Course dates for first and primary (colleagues need to attend BOTH dates):

Day 1: Tuesday 14th November 2023

Day 2: Monday 4th December 2023

For secondary colleagues, it is a one day course when all of the above will be condensed for specialists for the smaller number of year groups catered for in KS3. Middle school colleagues would probably be best to attend the secondary course where the focus will be on KS3 but non-specialist RE leads from middle schools are welcome to attend the primary course if they would prefer slightly more input and planning support; please do get in touch to ask if you’re unsure.

Course date for middle and secondary schools:

  • Friday 24 November 2023

As part of the training, you will receive the Understanding Christianity resource pack and you will also gain access to all of these resources online to share with colleagues in school. There is a subsidy for community schools without a religious designation so you will be able to receive the resource and training at a much-reduced rate.

If you would like to take advantage of this training offer, please book here (first/primary) or here (middle/secondary).

Religion, England and Wales: Census 2021 

A national perspective: 

  • The religion question is voluntary; 94.0% (56.0 million) of usual residents answered the question in 2021, an increase from 92.9% (52.1 million) in 2011. 
  • For the first time in a census of England and Wales, less than half of the population (46.2%, 27.5 million people) described themselves as “Christian”, a 13.1 percentage point decrease from 59.3% (33.3 million) in 2011; despite this decrease, “Christian” remained the most common response to the religion question. 
  • “No religion” was the second most common response, increasing by 12.0 percentage points to 37.2% (22.2 million) from 25.2% (14.1 million) in 2011. 
  • London remains the most religiously diverse region of England in 2021, with over a quarter (25.3%) of all usual residents reporting a religion other than “Christian”; the North East and South West are the least religiously diverse regions, with 4.2% and 3.2%, respectively, selecting a religion other than “Christian”. 

Other Religions in 2021 (England and Wales)  

The groups above correspond to the tick-box responses for the religion question. A person could also identify their religion through the "Any other religion, write in" response option. This write-in functionality providing insights for 58 religious groups.  

Among the 405,000 (0.7% of the overall population in England and Wales) who chose to write-in a response through the "Any other religion" option were the following religions: 

  • Pagan (74,000) 
  • Alevi (26,000) 
  • Jain (25,000) 
  • Wicca (13,000) 
  • Ravidassia (10,000) 
  • Shamanism (8,000) 
  • Rastafarian (6,000) 
  • Zoroastrian (4,000) 

The largest increase was seen in those describing their religion as "Shamanism", increasing more than tenfold to 8,000 from 650 in 2011. 

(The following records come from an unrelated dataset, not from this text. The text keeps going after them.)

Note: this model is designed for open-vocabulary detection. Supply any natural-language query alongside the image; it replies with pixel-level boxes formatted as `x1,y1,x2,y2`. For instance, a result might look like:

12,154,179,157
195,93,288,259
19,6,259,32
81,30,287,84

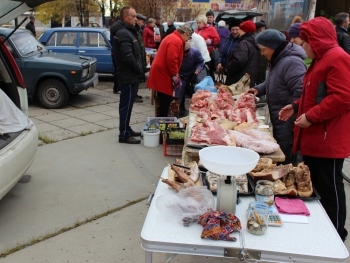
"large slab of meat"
228,130,279,154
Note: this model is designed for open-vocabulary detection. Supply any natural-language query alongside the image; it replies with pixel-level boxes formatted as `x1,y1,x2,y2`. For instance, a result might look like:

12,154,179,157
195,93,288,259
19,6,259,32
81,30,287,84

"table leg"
145,251,152,263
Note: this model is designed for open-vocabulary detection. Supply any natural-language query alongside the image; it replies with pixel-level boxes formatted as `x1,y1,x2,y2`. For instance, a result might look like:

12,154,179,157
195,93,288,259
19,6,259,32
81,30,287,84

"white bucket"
143,130,160,147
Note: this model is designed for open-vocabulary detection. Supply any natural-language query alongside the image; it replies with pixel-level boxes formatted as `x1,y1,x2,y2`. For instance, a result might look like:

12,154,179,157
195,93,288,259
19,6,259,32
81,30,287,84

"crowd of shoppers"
111,7,350,244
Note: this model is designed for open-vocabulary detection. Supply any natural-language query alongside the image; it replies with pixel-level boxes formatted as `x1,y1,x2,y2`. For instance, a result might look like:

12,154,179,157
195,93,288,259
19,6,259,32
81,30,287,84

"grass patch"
0,197,148,258
38,134,57,144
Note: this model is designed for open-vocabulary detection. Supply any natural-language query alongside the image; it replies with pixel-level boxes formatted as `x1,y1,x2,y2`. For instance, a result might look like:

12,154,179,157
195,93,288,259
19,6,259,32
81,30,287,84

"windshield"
10,32,46,57
103,30,111,40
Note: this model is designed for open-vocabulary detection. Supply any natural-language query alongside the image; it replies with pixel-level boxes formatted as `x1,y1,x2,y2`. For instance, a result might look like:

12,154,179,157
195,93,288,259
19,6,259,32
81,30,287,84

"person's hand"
247,88,259,97
171,75,182,90
216,63,222,71
278,104,294,121
294,113,311,128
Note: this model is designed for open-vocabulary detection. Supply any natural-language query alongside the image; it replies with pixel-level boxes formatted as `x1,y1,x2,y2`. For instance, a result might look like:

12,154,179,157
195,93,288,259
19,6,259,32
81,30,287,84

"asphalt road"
0,76,350,263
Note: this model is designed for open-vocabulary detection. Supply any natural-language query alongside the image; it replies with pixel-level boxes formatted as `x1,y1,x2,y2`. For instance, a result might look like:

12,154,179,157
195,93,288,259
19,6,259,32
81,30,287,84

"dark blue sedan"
39,27,114,74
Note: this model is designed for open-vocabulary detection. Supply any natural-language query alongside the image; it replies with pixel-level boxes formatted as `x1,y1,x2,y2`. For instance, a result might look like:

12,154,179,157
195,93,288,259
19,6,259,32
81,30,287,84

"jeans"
119,84,139,139
112,54,120,92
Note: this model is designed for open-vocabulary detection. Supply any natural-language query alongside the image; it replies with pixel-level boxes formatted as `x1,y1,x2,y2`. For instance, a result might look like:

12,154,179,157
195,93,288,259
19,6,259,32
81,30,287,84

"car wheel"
38,79,69,109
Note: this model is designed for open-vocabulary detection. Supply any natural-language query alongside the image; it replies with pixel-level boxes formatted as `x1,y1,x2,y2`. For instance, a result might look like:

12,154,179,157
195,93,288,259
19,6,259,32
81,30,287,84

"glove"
171,76,182,90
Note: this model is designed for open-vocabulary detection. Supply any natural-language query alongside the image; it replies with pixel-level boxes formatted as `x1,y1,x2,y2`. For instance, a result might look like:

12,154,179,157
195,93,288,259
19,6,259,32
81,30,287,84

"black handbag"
185,74,198,98
210,49,220,61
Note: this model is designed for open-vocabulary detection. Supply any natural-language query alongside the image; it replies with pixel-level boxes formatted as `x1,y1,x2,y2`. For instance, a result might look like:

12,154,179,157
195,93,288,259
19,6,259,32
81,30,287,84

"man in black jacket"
26,15,36,37
113,7,146,144
334,13,350,54
164,19,176,37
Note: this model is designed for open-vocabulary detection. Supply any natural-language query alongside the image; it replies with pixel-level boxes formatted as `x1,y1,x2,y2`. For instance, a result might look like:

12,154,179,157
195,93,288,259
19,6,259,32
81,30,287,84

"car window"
10,32,45,56
80,32,107,47
46,32,77,47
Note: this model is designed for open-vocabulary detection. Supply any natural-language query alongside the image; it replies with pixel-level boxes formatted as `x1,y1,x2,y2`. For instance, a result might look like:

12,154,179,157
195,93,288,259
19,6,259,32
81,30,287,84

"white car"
0,0,48,199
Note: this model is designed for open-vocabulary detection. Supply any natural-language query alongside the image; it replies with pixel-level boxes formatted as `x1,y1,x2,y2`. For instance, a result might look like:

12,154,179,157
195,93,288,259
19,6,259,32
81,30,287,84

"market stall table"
182,112,285,163
141,167,349,263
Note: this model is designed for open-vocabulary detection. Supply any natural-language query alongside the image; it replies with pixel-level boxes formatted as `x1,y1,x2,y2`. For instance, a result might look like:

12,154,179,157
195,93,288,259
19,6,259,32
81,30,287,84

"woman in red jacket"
142,18,156,48
195,15,220,80
147,25,193,117
280,17,350,241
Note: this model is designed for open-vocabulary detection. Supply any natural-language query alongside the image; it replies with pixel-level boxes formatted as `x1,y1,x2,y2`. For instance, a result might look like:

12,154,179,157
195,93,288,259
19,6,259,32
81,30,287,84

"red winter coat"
293,17,350,158
195,24,220,53
147,30,185,96
142,25,156,48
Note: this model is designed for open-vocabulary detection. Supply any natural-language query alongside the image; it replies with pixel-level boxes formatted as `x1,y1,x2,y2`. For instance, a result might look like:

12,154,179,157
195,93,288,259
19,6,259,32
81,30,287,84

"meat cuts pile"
228,129,279,154
190,88,259,126
189,88,279,154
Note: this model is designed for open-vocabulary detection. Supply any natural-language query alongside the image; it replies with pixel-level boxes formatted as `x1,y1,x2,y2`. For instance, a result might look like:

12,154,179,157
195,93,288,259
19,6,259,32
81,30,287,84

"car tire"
38,79,69,109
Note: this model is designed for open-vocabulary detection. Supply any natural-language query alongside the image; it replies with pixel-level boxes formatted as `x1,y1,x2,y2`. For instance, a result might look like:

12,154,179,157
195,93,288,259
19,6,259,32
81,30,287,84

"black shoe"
131,130,141,137
119,137,141,144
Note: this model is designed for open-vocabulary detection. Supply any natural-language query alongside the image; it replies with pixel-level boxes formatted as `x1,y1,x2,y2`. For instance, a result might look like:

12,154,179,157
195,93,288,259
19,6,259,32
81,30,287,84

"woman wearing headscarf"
248,29,306,163
225,20,260,87
288,23,312,67
179,41,204,117
280,17,350,241
147,25,193,117
142,18,157,48
216,20,241,80
195,15,220,80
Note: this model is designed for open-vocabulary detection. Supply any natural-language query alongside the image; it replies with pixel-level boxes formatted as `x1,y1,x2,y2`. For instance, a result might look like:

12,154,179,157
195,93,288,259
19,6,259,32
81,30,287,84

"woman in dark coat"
225,20,260,87
248,29,306,163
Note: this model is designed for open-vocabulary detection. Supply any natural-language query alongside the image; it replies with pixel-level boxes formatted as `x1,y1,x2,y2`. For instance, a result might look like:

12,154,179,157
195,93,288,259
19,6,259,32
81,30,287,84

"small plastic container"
255,180,275,206
247,202,269,236
143,130,160,147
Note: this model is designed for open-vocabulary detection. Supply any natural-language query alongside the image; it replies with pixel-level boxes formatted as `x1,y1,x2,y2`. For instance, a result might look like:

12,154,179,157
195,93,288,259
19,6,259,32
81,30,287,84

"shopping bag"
214,69,225,89
210,49,220,64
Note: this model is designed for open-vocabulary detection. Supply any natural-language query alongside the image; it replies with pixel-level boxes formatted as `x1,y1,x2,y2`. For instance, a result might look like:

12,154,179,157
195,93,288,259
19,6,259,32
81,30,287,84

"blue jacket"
254,43,306,157
218,35,239,68
217,27,231,53
179,46,204,80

Of those who wrote-in a non-religious group to "Any other religion", the largest numbers were: 

  • Agnostic (32,000) 
  • Atheist (14,000) 
  • Humanist (10,000) 

(source – here) 

A Northumberland Perspective: 

Northumberland  National 
Religion   Number  %  % 
No religion  128703  40.1  37.2 
Christian  170668  53.2  46.2 
Buddhist  752  0.2  0.5 
Hindu  446  0.1  1.7 
Jewish  172  0.1  0.5 
Muslim  1635  0.5  6.5 
Sikh  654  0.2  0.9 
Other religion  1353  0.4  0.6 
Not answered  16181  5  6 
Total  320564  99.8  100.1 

 

You can find the Northumberland data here. The data can be interrogated at different geographical areas as required.